Why is Asia Pacific well-positioned to be the global testbed for AI-enabled, decentralized, patient-centric trials?
Ng: Home to over half of the world’s population, Asia Pacific (APAC) has rapidly emerged as a global hub for clinical research. Between 2013 and 2022, it recorded the fastest growth in early-stage clinical trials globally, expanding at a rate 12 times higher than the US and four times higher than Europe.
This growth is fueled by the region’s strong R&D capabilities, deep talent pools, world-class healthcare infrastructure, and increasingly robust regulatory frameworks. What’s more, according to a Deep Pharma Intelligence report, APAC is also at the forefront of AI integration in clinical research, with approximately 700 companies across the region actively applying AI technologies across the drug development lifecycle.

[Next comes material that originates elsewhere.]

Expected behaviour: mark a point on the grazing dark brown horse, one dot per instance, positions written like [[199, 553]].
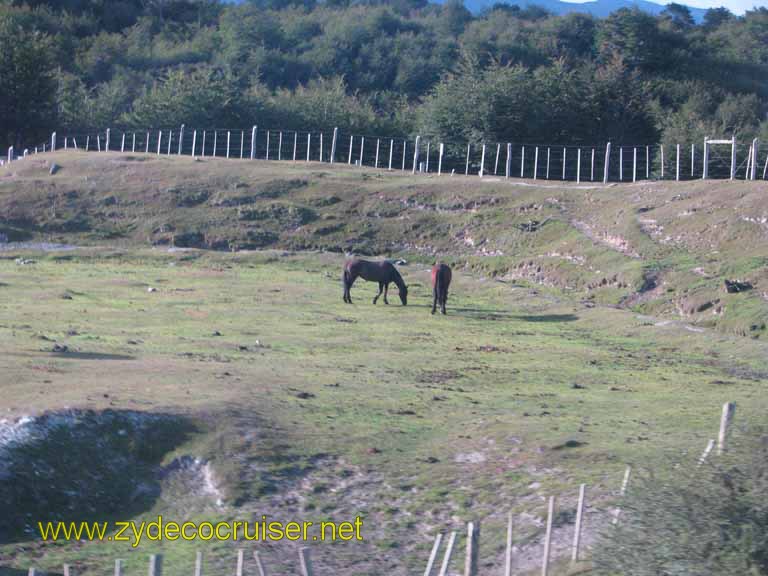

These capabilities are helping sponsors streamline trial operations and reduce costs. Looking ahead, the region is projected to lead the global AI-driven drug discovery market with a 45% CAGR, fueled by increasing healthcare investment, growing awareness of AI’s potential, and proactive government support across key markets such as China, Japan, and India.
The integration of AI and digital health technologies is also ushering in a new era of decentralized and inclusive trial models. By removing traditional barriers to participation, such as location or mobility constraints, these tools are making it easier for diverse patient populations to engage in clinical research more easily.
This is particularly transformative in therapeutic areas like oncology, where decentralization allows seriously ill patients to reduce in-person visits and participate from the comfort of their homes. This transformation towards more accessible and patient-centric trials is not only enhancing the quality and diversity of research data but also accelerating the pace of medical advancements across the region.